Sql-server – 823 errors on tempdb

sql serversql-server-2005tempdb

Have a couple Fiber channel SAN-attached cluster servers which have been intermittently reporting errors like:

2012-05-09 16:31:54.13 spid74      Error: 823, Severity: 24, State: 2.
2012-05-09 16:31:54.13 spid74      The operating system returned error 38(Reached the end of the file.) to SQL Server during a read at offset 0x000000e11b0000 in file 'T:\tempdb.mdf'. Additional messages in the SQL Server error log and system event log may provide more detail. This is a severe system-level error condition that threatens database integrity and must be corrected immediately. Complete a full database consistency check (DBCC CHECKDB). This error can be caused by many factors; for more information, see SQL Server Books Online.
2012-05-09 16:31:54.13 spid74      Error while allocating extent for a worktable.  Extent (1:461024) in TEMPDB may have been lost.
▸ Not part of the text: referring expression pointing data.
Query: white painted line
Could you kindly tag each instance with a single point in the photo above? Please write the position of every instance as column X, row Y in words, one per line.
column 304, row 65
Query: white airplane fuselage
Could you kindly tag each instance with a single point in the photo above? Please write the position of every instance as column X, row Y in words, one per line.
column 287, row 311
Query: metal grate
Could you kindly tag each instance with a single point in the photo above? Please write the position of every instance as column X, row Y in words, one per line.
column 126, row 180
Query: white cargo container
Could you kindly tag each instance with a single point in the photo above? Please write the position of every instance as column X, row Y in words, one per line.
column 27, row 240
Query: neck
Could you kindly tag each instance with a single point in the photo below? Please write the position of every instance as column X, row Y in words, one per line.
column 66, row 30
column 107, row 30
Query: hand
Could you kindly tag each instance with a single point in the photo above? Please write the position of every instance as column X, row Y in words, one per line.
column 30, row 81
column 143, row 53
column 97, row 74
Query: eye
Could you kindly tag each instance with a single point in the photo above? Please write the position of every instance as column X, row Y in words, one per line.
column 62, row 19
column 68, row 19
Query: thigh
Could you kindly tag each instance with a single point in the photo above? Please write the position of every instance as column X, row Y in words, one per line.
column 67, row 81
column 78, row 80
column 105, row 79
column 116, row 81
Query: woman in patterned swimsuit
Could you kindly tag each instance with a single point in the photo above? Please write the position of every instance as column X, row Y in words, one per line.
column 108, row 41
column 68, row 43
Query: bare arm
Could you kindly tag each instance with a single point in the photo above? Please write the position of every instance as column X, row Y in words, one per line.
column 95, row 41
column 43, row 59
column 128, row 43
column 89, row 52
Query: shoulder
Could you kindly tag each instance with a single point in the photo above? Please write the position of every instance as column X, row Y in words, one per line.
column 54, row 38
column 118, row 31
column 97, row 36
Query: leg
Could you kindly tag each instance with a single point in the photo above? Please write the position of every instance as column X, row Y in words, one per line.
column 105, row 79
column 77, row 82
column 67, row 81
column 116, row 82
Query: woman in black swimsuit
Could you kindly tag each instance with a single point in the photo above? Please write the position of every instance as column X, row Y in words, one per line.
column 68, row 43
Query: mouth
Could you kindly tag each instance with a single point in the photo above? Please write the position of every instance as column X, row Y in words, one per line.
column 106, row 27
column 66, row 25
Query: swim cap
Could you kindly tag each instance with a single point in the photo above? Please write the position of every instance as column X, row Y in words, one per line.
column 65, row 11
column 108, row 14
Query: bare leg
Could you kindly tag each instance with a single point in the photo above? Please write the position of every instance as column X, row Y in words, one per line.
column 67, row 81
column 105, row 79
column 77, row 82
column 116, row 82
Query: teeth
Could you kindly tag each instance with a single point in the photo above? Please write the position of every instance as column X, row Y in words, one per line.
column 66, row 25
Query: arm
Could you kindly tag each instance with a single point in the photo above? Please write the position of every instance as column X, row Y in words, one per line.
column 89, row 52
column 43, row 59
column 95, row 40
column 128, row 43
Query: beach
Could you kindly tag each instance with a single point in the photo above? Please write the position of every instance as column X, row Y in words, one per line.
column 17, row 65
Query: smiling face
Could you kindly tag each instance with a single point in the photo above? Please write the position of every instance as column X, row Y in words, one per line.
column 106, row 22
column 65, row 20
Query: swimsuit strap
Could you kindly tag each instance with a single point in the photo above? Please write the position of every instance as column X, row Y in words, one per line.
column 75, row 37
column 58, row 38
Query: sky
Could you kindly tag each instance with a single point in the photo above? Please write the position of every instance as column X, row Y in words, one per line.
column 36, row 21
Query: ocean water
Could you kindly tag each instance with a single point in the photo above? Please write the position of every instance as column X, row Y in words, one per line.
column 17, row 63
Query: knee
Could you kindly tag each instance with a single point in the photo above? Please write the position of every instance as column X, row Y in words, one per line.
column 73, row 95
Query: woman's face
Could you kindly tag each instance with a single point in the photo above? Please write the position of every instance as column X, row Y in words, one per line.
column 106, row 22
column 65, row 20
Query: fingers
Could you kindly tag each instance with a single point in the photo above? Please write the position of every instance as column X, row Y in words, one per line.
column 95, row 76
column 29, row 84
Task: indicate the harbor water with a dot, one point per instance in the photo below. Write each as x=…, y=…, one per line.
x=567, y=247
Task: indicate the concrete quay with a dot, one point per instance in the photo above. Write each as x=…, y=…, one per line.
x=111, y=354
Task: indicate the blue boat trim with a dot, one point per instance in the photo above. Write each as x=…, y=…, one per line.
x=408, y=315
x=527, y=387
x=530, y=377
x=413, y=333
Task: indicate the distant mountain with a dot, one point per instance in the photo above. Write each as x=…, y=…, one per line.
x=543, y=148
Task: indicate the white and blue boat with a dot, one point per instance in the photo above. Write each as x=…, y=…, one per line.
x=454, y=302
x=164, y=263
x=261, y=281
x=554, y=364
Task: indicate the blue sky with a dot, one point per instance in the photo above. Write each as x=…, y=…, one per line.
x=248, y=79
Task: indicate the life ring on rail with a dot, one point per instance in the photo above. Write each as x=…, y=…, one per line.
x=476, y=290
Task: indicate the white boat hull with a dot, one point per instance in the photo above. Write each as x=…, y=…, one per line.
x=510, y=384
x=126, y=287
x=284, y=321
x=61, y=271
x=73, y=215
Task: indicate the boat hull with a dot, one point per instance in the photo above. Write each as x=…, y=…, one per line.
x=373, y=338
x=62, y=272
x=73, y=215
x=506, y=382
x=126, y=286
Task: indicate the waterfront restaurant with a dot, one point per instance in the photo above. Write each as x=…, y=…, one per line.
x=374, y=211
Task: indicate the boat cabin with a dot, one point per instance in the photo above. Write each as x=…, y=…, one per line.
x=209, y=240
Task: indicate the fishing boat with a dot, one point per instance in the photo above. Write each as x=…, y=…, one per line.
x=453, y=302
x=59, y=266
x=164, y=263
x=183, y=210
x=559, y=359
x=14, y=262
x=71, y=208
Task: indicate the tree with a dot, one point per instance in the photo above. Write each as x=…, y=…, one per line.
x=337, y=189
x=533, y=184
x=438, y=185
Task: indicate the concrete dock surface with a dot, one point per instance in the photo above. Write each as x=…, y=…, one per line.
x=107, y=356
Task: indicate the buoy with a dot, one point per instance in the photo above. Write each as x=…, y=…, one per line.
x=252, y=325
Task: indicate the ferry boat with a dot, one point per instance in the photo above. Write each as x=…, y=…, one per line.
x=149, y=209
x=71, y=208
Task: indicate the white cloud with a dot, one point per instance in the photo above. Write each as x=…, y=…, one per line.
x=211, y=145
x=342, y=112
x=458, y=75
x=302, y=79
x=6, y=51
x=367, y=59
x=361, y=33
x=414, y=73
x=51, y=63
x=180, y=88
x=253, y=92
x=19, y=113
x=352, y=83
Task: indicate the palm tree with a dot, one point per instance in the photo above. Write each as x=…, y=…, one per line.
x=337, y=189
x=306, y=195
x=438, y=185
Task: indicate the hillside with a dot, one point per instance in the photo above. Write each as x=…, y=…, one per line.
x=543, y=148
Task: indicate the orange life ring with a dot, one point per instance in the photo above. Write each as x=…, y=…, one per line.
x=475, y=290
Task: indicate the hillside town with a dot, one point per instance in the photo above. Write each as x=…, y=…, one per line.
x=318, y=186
SQL Server re-start, which re-creates tempdb, has so far always fixed the issue.

Per a Microsoft tech recommendation, I've enabled trace flag 818 ( http://support.microsoft.com/kb/826433 ), but this flag has not yet yielded any fruit [addition ERRORLOG details]; I'm supposing what's happening must not be meeting the criteria for this flag's feature to log extra data.

Have a Microsoft case open, and sysadmins and storage vendor looking at things. Also working through http://support.microsoft.com/kb/2015755 , including running sqliosim at one site for ~2.5 hrs. Though there must be something going wrong in the I/O path, nothing has bubbled to the top to pinpoint the cause.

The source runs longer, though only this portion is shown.